Akibatnya, selama hampir setengah tahun, air meluber tanpa arah dan tidak menjangkau lahan pertanian warga. Dampaknya, ratusan petani dari tiga kampung harus menelan kerugian besar akibat gagal panen.
“Air irigasi tidak bisa masuk ke sawah. Lima hektare lebih sawah di Jayamekar dan Purabaya dibiarkan mengering,” ungkap CP (52), tokoh masyarakat setempat, Rabu (16/7/2025).
Tak hanya ekonomi petani yang terpukul, akses warga pun terisolasi. Jalan utama penghubung tiga RW—Sukamulya, Ranjabali, dan Sukamaju, terputus.
Warga kini hanya mengandalkan jembatan darurat dari bambu, yang tidak layak secara keselamatan.
“Kalau sampai ada yang celaka gara-gara jembatan bambu itu, siapa yang tanggung jawab? Katanya ada anggaran Rp200 juta dari Dana Desa, tapi tidak jelas ke mana,” keluh CP.
Iman Taufik (42), tokoh masyarakat lainnya, menilai kondisi ini sudah terlalu lama diabaikan. Ia menekankan bahwa akses tersebut bukan sekadar jalur alternatif, tetapi urat nadi aktivitas warga, mulai dari pelajar, petani, hingga pedagang.
“Warga terpaksa memutar hingga 5 kilometer. Anak sekolah tiap hari harus bertaruh nyawa lewat jembatan rapuh itu,” ujarnya.

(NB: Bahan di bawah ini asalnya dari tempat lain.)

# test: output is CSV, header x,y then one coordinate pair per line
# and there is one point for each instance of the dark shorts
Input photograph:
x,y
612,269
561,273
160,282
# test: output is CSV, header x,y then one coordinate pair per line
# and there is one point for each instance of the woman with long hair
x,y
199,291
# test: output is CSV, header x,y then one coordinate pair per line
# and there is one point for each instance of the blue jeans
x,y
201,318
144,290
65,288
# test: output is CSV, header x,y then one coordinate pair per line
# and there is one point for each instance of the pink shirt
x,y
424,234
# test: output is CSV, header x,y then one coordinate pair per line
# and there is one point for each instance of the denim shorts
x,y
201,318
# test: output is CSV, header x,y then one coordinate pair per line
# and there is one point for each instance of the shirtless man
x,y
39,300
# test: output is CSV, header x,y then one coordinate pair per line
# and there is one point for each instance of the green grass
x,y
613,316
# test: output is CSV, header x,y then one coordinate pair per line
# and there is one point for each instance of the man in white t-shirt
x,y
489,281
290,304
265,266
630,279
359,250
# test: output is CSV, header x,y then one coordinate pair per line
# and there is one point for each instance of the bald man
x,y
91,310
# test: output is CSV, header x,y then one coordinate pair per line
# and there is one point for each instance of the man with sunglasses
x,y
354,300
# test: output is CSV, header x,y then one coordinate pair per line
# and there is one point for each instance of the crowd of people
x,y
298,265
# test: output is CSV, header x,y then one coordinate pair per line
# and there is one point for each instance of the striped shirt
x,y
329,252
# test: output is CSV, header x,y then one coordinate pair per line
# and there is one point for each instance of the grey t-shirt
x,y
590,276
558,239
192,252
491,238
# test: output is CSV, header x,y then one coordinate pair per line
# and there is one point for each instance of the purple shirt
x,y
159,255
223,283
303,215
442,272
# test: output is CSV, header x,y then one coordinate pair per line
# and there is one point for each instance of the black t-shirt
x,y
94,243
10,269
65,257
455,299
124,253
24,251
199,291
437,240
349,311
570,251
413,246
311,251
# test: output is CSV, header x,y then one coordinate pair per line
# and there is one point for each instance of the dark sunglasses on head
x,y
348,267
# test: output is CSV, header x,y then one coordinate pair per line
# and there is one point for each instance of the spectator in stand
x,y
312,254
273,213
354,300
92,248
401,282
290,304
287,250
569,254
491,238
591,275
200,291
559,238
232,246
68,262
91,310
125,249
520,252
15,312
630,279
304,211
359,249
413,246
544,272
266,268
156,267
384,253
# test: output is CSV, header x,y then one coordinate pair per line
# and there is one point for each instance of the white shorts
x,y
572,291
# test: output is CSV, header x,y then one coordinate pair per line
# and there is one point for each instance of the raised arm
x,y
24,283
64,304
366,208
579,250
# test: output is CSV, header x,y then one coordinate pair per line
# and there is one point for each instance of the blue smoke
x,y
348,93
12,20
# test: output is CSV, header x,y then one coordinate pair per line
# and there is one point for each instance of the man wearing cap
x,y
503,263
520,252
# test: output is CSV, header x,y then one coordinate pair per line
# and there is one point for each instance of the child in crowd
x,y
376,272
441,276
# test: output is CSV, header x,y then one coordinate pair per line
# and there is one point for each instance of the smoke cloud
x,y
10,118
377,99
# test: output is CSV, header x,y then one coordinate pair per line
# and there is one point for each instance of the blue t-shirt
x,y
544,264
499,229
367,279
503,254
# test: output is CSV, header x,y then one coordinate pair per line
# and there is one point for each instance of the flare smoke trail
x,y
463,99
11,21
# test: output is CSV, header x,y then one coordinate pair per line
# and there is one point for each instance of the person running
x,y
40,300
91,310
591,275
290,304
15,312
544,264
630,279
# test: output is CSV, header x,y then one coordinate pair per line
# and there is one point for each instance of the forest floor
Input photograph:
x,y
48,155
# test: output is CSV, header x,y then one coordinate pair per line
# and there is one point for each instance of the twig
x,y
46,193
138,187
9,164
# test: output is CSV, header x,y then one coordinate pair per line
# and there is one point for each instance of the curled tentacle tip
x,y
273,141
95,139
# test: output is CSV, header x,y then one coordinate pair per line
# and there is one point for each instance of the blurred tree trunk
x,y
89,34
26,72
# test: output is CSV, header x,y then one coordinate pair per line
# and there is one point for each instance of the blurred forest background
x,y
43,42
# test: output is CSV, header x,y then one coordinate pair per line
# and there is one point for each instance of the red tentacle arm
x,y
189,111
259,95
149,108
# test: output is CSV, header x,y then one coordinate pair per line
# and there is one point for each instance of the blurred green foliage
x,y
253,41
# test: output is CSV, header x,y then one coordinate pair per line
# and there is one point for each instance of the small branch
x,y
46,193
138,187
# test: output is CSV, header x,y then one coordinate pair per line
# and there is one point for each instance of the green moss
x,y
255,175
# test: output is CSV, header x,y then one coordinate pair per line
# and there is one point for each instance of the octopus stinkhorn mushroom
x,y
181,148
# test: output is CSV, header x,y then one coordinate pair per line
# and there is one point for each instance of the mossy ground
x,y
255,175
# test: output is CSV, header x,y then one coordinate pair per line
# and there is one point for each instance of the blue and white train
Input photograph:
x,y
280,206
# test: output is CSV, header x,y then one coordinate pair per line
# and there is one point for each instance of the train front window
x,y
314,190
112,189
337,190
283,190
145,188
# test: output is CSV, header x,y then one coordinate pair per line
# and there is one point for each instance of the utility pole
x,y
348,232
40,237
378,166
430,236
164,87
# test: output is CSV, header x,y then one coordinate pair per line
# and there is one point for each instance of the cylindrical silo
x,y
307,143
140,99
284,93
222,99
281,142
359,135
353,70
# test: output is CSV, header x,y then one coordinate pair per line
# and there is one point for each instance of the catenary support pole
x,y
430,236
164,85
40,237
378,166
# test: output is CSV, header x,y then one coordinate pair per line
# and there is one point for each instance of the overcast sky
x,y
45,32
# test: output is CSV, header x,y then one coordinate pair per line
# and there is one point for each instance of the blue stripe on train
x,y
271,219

Warga mendesak agar Pemdes dan pemerintah kecamatan segera bertindak nyata, bukan sekadar janji di atas meja.
Mereka juga mempertanyakan keberadaan bangunan liar di sekitar lokasi yang tak tersentuh penertiban, sementara kebutuhan mendesak warga justru tak diprioritaskan.
“Ini bukan soal mewah atau tidak, tapi soal keselamatan dan hajat hidup kami,” tegas warga.
Menanggapi hal ini, Kepala Desa Padalarang, Karom, mengatakan perbaikan jembatan belum bisa dilakukan karena masih ada sengkarut kewenangan antar-instansi.
“Kami masih menunggu kejelasan, apakah tanggung jawab BBWS Citarum atau PUPR KBB. Kalau sudah pasti, barulah bisa kami geser anggaran pembangunan lain untuk proyek ini,” ujar Karom.
Ia menyebut estimasi biaya perbaikan jembatan mencapai Rp700 juta, termasuk pelebaran dan pembangunan bronjong agar bisa dilalui kendaraan roda empat.
Kesimpulan: Infrastruktur Tertunda, Petani Merana.
Kasus ini memperlihatkan betapa birokrasi yang lambat bisa berdampak langsung pada krisis pangan lokal dan keselamatan warga.
Di tengah kelesuan ekonomi, petani justru harus menghadapi kerugian besar akibat persoalan yang sejatinya bisa diatasi lebih cepat jika koordinasi antarpihak berjalan optimal.
Warga menanti solusi nyata, bukan alasan baru.